4/14/08

Authorship: Not so hard to grasp, really

A few thoughts on the subject of authorship, provoked mostly by our readings:

An awareness of intertextuality is not the same thing as authorship. Film is an inherently intertextual medium, and individual films are constructed through the collaboration of writers, actors, photographers, designers, editors, composers, and technicians. We recognize the screenwriter as the author of the screenplay, the composer as the author of the score, the actor as the author of the performance, and the director as the author of the film.

Frankly, I (and, I would submit, most of us) don't find the concept of authorship nearly as problematic as some of our theorists would like. I fail to see how the idea that our conception of authorship is comparatively recent changes anything -- it is still OUR conception. Besides which, I would also like to suggest for the record that, while the concepts of originality, individualism, and spontaneity ARE relatively recent additions to our notions of authorship, the concept of individual or autonomous authorship has been with us for just about as long as human expression itself. Homer, Aeschylus, Sophocles, Euripides are all unproblematically recognized by Aristotle as the autonomous authors of their respective works -- interesting considering that Homer's epics were most probably composed orally as part of a long oral tradition and Aeschylus, Sophocles, and Euripides were all playwrights who wrote for performance, to say nothing of the fact that every single one of them was dealing with well-known stories that were ancient even to them (all four of them, for example, dealt with the events and characters of the Trojan War).

And it's this very fact that gets at the heart of how unproblematic authorship really is: nobody in fifth-century Athens cared about the STORY, which was recognized as public property; what mattered to them was the individual expression or treatment of the story. Believe me, Aeschylus' Libation Bearers, Sophocles' Electra, and Euripides' Electra are very different plays, though they deal with exactly the same characters and exactly the same events. What makes them different is the autonomous author who gave individual expression to the story.

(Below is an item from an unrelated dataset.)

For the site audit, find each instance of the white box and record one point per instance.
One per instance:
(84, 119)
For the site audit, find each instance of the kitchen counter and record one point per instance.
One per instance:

My point? No one is suggesting that writing or authorship happens in a vacuum -- obviously writers are all influenced by other writers and creators (which is not the same thing as collaboration). But if we do not teach our students that there is a difference between giving original expression to commonly held facts and ideas (whatever the source of those ideas might be) and claiming someone else's expression of those ideas as your own, we are not only setting them up to fail, we are also quite simply refusing to do the jobs those very students trust us to do.